The above is only speculation. What is beyond speculation – and is extremely worrisome for anyone used to the inevitable rises and falls of democratic polities – is that nobody in the Kremlin, the Duma or on the streets looks positioned to stand up to Putin, let alone force his standdown.
This factor was particularly visible when, during his midnight Security Council session in the Kremlin, Putin delivered a personal specialty – a humiliating dressing down – of his intelligence chief. The latter, quivering, fell behind his boss’s position.
All of this complicates the West’s countermoves – countermoves pre-crippled by repeated statements that NATO will not come to Ukraine’s aid.
Russia’s opening moves – massive cyber and precision missile strikes across Ukraine – look designed to take out military and supportive infrastructure, regarding the “demilitarization” of which Putin has spoken.
If successful, as seems likely, this will grant Russia immediate air superiority and enable large-scale airborne and heliborne operations over Ukraine.
At the time of writing, amid the chaos of war, the details of the ground assault are not clear.
The widely anticipated target was the eastern Donbas region, and this may, indeed, remain the objective.
However, there are already reports of marine operations, which would suggest a bigger move to grab a corridor along the Avoz coast connecting Crimea, Donbas and Russia proper. After all, multiple analyses have it that the viability of the Crimean peninsula, cut off from its adjacent landmass, is questionable in the long term.
Could the operation be an even bigger, bolder strike to seize key cities and establish puppet governance across Ukraine?
Or is this an outright, old-school conquest?
Whatever it may be: How will Ukraine resist? It is surrounded on three sides and is outgunned and out-teched.
Will the Ukrainians do what the Finns did in 1939 and fight like hell, generating massive casualties before a negotiated ceasefire? Will their standing military halt conventional resistance and go over to guerilla tactics, leading to a bleed of Russian youth? Or will national resistance collapse?

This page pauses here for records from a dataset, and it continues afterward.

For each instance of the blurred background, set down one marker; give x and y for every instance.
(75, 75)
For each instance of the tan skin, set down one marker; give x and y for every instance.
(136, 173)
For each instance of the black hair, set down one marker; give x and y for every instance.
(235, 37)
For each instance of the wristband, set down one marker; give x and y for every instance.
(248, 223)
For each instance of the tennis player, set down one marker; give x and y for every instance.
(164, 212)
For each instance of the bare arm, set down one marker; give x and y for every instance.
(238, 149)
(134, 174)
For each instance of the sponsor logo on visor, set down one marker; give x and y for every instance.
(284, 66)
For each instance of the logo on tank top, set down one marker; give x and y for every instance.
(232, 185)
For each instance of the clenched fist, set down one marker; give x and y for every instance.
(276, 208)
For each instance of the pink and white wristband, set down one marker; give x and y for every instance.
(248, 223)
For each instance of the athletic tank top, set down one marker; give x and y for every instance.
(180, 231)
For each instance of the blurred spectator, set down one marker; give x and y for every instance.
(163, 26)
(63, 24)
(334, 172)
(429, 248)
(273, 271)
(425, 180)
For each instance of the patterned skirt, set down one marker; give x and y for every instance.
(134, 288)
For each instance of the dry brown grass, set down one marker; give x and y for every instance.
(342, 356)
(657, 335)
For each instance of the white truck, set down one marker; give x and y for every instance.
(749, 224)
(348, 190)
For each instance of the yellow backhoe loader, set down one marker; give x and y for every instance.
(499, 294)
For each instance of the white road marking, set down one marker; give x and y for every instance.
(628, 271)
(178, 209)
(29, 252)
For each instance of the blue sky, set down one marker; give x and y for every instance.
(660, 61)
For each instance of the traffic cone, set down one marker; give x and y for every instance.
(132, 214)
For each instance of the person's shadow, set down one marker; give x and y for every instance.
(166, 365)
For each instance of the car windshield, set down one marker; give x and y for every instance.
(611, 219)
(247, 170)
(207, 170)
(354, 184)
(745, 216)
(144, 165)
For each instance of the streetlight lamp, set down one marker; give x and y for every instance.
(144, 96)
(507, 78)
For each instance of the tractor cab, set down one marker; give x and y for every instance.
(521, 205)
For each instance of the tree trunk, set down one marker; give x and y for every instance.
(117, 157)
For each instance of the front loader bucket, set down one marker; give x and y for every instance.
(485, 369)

Whatever the response, this is a terrible situation for any nation – let alone one that sits on the frontier of prosperous, portly, middle-class Europe.
Russia hurls down a gauntlet
The biggest question now is what the West will do next. This is the greatest challenge Russia has placed before it since the Cold War concluded with a whimper.
One possible response is a non-kinetic hybrid war: finance, trade, commerce, cyber and electronic, energy – and perhaps a pipeline of weapons into Ukraine to fuel resistance.
But how will Europe cope with the Russian gas cut off? Will eastern NATO states be willing to take the risk of being arms conduits, or sanctuaries for Ukrainian guerillas?
And one can only hope that the NATO states in Eastern Europe – some of which have a poor record in their immigration policies in recent years, and are at odds with the EU over this very matter – will handle refugee flows with the utmost humanity.
Putin has clearly decided it is worth risking his economy on the altar of security. Some analyses have it that Russia will be able to resist even the harshest “game over” sanctions for a year. By the end of that period, Russia might well be spiraling down into a severe depression.
But by the same token, Ukraine could be a much-shrunken state, a satellite of Russia with a puppet in command – a vast buffer keeping the West at arm’s length from the Russian heartland. Or it might be a wasteland.
Putin has made his move. The world awaits Biden’s response.
Given what is at stake, and given the risk of a wider clash and the much-feared “spiral of escalation” that could exert a braking force on bold action, this is a mighty responsibility for the US president to shoulder.